Thanks for pointing that out to avoid confusion.



This patch updates the device tree in arch_fixup_fdt() which
is common for all booting commands. As a result, the DT
modification doesn't require any efi related arch specific
functions and all DT related modifications are contained at
one place. However, the hart id node will be available for
Linux even if the kernel is booted using


bootm command.


If that is not acceptable, we can always move the code to an
efi specific function.


Does a related Linux patch already exist?

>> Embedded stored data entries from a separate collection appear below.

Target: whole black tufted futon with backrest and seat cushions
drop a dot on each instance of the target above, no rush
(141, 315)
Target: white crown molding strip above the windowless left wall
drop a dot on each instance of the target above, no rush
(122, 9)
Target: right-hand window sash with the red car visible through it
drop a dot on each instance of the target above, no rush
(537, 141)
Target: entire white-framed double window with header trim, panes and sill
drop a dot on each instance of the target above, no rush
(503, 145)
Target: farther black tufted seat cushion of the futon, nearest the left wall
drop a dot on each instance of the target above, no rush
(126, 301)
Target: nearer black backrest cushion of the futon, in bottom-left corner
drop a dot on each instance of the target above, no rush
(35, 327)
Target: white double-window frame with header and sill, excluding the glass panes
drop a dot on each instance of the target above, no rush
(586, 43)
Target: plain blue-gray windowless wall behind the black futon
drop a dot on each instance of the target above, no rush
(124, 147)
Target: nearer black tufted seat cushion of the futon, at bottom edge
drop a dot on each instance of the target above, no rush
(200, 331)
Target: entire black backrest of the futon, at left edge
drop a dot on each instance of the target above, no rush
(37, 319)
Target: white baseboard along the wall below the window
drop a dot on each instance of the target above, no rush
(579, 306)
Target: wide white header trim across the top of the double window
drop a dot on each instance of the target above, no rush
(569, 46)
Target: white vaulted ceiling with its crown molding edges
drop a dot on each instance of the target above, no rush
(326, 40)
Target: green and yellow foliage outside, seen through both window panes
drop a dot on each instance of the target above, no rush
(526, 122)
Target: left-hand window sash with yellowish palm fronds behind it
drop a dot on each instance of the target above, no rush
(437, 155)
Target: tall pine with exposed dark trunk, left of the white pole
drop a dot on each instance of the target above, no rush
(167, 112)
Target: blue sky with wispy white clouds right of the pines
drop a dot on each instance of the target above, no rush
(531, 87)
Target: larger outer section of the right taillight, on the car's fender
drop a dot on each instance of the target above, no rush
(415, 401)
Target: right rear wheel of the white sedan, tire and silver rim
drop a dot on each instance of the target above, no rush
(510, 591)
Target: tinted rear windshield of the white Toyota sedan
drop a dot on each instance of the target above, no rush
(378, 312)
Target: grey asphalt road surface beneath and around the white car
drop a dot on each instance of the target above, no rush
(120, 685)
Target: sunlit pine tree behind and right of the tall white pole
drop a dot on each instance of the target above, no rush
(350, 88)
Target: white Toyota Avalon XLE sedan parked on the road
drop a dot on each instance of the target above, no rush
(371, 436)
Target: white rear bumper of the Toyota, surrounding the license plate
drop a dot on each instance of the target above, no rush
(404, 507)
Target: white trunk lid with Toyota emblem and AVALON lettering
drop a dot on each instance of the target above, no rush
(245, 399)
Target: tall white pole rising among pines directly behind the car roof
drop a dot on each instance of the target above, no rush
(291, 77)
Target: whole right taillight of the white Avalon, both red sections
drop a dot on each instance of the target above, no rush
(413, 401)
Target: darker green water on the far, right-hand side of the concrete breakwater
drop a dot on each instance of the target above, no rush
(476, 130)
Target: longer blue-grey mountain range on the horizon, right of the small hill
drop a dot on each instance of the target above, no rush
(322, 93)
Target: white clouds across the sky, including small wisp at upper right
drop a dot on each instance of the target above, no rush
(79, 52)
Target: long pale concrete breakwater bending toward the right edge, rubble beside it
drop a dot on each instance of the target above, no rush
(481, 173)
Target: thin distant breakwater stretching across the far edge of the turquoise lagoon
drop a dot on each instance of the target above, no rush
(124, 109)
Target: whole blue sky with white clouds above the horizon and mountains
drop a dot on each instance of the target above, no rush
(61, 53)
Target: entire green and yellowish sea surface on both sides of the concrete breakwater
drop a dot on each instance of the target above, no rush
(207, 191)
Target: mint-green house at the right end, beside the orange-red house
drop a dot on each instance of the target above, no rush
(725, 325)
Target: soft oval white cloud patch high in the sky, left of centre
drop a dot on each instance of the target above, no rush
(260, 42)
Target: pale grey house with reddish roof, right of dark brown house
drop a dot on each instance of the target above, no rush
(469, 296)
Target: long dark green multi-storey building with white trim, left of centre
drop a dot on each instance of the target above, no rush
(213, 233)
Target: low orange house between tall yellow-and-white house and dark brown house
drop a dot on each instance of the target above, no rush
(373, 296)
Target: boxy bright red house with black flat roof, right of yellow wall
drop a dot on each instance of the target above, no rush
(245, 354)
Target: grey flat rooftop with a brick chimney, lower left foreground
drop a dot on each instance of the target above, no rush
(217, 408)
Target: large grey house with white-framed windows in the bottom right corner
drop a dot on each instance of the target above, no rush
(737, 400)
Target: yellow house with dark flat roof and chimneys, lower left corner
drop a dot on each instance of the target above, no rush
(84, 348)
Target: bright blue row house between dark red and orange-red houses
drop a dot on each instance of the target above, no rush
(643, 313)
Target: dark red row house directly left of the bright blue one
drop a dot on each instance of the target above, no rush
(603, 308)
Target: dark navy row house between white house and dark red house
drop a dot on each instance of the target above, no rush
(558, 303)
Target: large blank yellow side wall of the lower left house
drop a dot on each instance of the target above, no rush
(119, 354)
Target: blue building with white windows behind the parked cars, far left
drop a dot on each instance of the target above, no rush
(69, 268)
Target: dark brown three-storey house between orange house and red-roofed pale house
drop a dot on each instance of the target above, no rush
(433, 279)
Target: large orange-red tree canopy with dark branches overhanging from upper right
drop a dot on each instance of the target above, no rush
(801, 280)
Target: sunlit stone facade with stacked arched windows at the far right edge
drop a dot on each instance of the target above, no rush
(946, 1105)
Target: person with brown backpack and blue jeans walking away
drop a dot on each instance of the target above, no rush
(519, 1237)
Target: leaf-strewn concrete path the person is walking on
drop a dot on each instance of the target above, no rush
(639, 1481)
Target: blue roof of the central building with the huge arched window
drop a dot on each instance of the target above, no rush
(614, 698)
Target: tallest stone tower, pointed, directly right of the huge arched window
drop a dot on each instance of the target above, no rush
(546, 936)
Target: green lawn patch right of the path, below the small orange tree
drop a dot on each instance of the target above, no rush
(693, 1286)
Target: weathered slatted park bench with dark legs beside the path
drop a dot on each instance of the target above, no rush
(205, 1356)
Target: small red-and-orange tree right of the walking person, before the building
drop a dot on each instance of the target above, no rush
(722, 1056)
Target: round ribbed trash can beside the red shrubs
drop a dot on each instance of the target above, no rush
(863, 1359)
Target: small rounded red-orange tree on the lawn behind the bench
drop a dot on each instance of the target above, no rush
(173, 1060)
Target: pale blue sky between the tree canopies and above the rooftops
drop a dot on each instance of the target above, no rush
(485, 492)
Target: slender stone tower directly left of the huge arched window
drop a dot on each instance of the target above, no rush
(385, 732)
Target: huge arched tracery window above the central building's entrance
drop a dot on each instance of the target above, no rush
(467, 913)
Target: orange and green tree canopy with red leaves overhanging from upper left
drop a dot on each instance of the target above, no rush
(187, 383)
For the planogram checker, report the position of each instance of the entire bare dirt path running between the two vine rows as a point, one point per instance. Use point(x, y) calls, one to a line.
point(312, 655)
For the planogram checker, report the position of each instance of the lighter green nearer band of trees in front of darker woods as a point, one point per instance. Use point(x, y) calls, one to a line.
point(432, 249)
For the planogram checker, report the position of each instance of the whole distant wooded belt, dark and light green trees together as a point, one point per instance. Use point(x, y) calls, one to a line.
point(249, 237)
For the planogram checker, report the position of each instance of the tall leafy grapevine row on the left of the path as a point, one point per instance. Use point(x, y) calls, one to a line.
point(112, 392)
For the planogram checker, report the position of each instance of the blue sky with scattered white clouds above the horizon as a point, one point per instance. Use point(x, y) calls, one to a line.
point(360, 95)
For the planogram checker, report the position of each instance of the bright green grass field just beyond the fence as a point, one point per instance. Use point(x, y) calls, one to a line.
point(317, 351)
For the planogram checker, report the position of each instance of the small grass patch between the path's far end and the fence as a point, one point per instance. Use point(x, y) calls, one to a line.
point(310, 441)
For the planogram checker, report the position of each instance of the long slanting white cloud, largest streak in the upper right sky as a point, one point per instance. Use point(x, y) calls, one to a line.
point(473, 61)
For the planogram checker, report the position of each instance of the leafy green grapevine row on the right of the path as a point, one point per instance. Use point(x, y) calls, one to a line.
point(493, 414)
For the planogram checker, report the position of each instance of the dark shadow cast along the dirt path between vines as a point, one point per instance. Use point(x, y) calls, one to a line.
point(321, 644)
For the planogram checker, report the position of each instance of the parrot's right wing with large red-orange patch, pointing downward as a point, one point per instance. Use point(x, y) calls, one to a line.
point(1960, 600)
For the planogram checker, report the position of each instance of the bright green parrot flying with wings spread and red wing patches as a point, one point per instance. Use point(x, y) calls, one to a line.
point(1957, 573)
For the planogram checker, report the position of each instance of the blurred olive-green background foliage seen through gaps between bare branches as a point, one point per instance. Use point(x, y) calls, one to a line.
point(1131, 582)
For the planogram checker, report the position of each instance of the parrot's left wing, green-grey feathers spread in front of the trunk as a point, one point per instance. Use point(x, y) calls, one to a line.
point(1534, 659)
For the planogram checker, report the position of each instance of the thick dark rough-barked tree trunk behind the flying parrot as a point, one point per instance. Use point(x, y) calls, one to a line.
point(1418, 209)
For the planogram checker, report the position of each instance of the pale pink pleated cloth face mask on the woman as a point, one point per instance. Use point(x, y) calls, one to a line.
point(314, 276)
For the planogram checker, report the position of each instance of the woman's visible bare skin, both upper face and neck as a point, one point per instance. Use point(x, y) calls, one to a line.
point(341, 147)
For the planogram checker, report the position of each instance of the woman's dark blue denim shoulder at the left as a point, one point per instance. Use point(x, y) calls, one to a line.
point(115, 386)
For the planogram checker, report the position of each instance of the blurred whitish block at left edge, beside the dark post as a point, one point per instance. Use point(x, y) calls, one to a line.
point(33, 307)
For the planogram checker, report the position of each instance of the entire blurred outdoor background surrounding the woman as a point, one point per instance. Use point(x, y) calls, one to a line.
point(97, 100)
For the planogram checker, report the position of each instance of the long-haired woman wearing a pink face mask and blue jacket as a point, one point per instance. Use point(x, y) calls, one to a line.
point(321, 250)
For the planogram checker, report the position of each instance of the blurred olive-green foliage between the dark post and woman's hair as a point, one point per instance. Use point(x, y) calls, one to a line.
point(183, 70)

Yes. But in my local tree ;). It will be included in RISC-V EFI stub
support series which I am planning to post in a couple of days.



How about EDK2?



RISC-V is not supported at all yet in EDK2.



The EDK2 patches are out there and reviewed. I guess it will be
available in mainline EDK2 pretty soon.


Yes, currently we are working on edk2 CI testing for RISCV64 arch.  We


hope edk2 RISC-V port could be in mainstream in Mar.


Excellent! Is this core support? Or do you have a platform implemented as
well that can be upstreamed?


Yes we do have platform implementations to be upstreamed, below is the latest status of RISC-V edk2 port. We will have to update status later because we just merged OpenSBI tag 0.6 to edk2 RISC-V.
https://github.com/riscv/riscv-uefi-edk2-docs



Good to know! I saw some patches going by on the mailing list, but it
is hard to derive the current state of affairs from that.

I'm glad to see you did not make the same mistake we made on ARM and
omit the PEI phase entirely.

What I did notice is the use of APRIORI PEI and APRIORI DXE sections
in your platform descriptions. I recommend you try to avoid that, as
it is a maintenance burden going forward: instead, please use dummy
protocols and NULL library class resolutions if you need to make
generic components depend on platform specific protocols. Also, please
document this - the APRIORI section does not explain *why* you have to
circumvent the ordinary dependency tree based module dispatch.